Millions Of Android Devices Found Preinstalled With Potentially Malicious Firmware

Two serious security breaches found in various Android devices were discovered over the course of last week.

Updated Jul 16, 2017Security

The first, found by Kryptowire[1] gives the attacker the ability to get a hold of personally identifying information (PII) belongs to the attacked device owner, including text messages, contact lists and call history.

The second, is even more serious by virtue of the abilities it grants the attacker, for it allows the attacker to issue commands as root (administrative) user which enables him to do virtually anything he likes with the device software. The second security breach was found by AnubisNetworks[2].

Despite being different in nature and source, both the malicious firmware shared a common ground expressed via certain patterns that may be used by Android owners to make a more informed purchase the next time they buy a new device with Android preinstalled.

A Similar Pattern

According to both researches, the potentially malicious firmware both originated from the same country – China.

The one being responsible for sending PII was attributed to a company named Shanghai Adups Technology Co. Ltd – which was identified as the maker of the firmware and the receiver of the PII. The second firmware was associated to the software company, Ragentek Group, also based in China.

Besides sharing similar country of origin, as mentioned earlier, both firmware were preinstalled on the devices they were found on – an important fact to note, since many antivirus programs out there usually assumes that software that came with the device aren’t malicious, thus they pass undetected by those.

Another important resemblance between the two is that both use OTA (Over The Air) mechanism in order to actualize the threat they carry, that is, they exploit the vulnerability devices are exposed to upon permitting OTA updates to take place.

Lastly, another similarity to note is that both potentially malicious firmware were found on devices mostly targeting the low-end market. In both cases the company named BLU was mentioned as one with the infected devices.

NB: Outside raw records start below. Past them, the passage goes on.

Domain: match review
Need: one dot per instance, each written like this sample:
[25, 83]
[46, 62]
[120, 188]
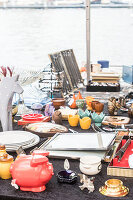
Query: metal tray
[80, 141]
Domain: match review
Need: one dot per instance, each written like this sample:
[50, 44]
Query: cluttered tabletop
[85, 154]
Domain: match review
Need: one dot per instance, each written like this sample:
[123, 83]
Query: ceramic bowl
[97, 118]
[80, 103]
[90, 165]
[114, 188]
[99, 107]
[57, 102]
[82, 114]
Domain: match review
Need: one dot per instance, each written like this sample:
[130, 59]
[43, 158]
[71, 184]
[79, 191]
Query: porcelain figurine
[73, 120]
[99, 107]
[97, 118]
[90, 165]
[72, 102]
[85, 123]
[130, 111]
[8, 86]
[113, 106]
[5, 162]
[49, 109]
[79, 96]
[130, 161]
[31, 172]
[93, 104]
[122, 101]
[67, 176]
[80, 103]
[57, 117]
[87, 183]
[82, 114]
[89, 99]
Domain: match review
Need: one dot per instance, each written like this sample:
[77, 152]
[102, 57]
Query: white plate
[16, 137]
[36, 141]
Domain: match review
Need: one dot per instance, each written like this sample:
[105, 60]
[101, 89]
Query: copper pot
[99, 107]
[93, 104]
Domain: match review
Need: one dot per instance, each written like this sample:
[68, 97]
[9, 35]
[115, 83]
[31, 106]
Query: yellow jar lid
[6, 158]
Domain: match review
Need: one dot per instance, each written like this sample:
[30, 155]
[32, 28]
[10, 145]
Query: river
[27, 36]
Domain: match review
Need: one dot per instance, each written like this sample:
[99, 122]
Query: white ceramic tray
[12, 149]
[80, 141]
[16, 137]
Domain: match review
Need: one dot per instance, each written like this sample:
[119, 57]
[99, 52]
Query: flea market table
[58, 191]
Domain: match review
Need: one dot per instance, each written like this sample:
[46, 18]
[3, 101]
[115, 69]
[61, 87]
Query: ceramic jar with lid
[2, 150]
[90, 165]
[5, 162]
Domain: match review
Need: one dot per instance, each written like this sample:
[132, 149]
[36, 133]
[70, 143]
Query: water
[27, 36]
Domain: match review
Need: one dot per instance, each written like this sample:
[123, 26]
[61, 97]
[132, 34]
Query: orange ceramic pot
[73, 120]
[85, 123]
[89, 99]
[99, 107]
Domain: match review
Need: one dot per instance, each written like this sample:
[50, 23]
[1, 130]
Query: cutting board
[115, 120]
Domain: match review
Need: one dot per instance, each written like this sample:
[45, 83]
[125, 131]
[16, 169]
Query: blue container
[127, 74]
[104, 63]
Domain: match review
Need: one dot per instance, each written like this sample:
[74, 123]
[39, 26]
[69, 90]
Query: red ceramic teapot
[31, 172]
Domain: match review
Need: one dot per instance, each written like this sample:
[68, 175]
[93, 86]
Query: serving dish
[45, 129]
[79, 141]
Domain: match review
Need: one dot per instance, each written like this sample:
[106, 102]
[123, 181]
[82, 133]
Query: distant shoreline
[67, 6]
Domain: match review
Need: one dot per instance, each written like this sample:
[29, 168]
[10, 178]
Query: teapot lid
[6, 158]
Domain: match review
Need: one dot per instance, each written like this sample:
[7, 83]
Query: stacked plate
[14, 139]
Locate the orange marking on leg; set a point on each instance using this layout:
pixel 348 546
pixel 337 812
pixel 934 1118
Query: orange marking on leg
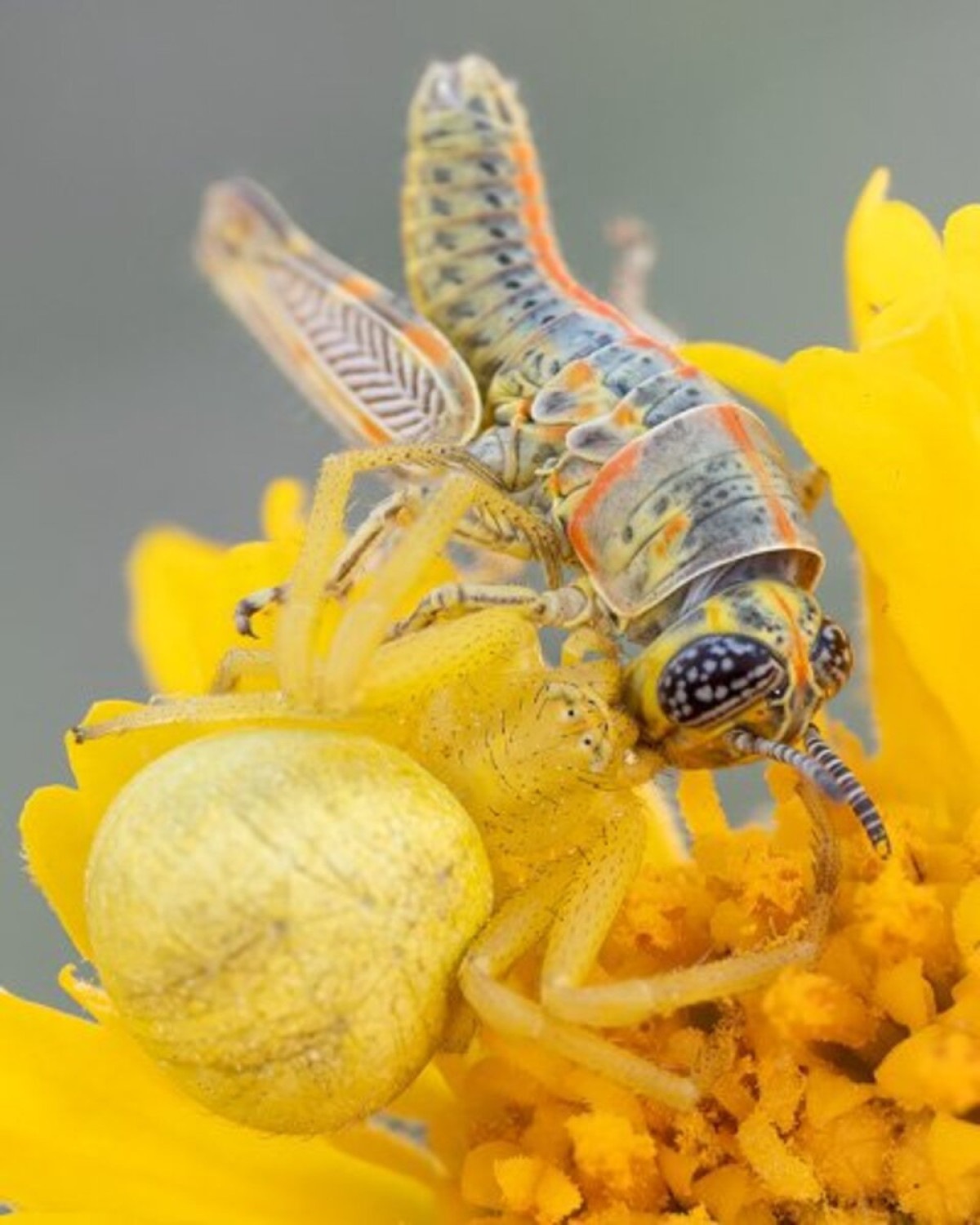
pixel 429 343
pixel 359 287
pixel 737 431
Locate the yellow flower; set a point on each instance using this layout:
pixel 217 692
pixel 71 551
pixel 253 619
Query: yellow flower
pixel 843 1092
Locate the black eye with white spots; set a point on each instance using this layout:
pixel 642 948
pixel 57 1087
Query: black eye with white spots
pixel 717 674
pixel 831 658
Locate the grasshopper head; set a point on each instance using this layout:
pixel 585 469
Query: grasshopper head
pixel 740 676
pixel 759 658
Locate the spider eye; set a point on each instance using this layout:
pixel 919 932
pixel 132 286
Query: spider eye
pixel 717 674
pixel 831 658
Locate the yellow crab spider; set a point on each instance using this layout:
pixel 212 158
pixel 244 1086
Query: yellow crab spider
pixel 282 908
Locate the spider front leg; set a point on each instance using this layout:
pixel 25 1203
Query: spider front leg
pixel 516 928
pixel 592 902
pixel 566 607
pixel 468 485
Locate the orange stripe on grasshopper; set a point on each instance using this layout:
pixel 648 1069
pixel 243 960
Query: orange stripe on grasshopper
pixel 428 342
pixel 621 465
pixel 737 431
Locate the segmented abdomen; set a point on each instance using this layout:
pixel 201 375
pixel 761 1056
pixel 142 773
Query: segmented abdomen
pixel 483 264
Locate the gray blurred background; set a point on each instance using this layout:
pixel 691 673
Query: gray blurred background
pixel 742 130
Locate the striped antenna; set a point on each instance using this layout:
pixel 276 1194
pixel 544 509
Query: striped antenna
pixel 850 791
pixel 822 767
pixel 749 742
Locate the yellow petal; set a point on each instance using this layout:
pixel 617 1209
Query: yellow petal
pixel 923 757
pixel 893 265
pixel 56 832
pixel 91 1126
pixel 184 593
pixel 750 374
pixel 906 475
pixel 962 242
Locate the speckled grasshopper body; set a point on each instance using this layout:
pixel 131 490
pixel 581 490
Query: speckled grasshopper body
pixel 605 451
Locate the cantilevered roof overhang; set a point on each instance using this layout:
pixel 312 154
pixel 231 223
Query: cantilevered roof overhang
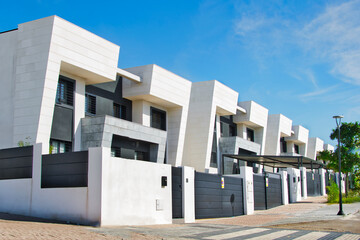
pixel 277 161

Distribution of Observed Devices by Manufacturer

Distribution of Observed Devices by Manufacturer

Are You Affected? What Can You Do?

In both cases, the companies who have found the security breaches recommends consumers that believe their devices may be affected to refer to the manufacturer warranty or retailer terms of purchase for more information.

Nevertheless, if you’re more tech-inclined and wish to conduct your own investigation regarding whether you’ve been affected, here are a couple of things you can try:

1. Regarding the potentially malicious code that transmits users PII – Kryptowire has identified 2 system packages that were essential to its functioning:

  • com.adups.fota.sysoper
  • com.adups.fota

2. As for the other potentially malicious firmware, the one which enables an attacker to execute commands on affected devices – AnubisNetworks was able to associate it with the following specific binaries named:

  • debugs
  • debugsbak
  • debugsrun

So, you might want to start by searching for those.

Furthermore, as for the second case AnubisNetworks also suggests the following method:

“To manually verify, you can monitor for outbound connections from your phone to the hostnames described earlier in the article. If the transactions occur over HTTP instead of HTTPS, then the device would be affected by this issue.”

The hostnames are:

  • oyag[.]prugskh[.]com – seized by AnubisNetworks
  • oyag[.]prugskh[.]net – seized by AnubisNetworks
  • oyag[.]lhzbdvm[.]com – owned by Ragentek

Affected or potentially affected users of the second security breach can also protect themselves by connecting only to networks they trust or by using a VPN software when connecting to hotspots or unsecured Wi-Fi networks.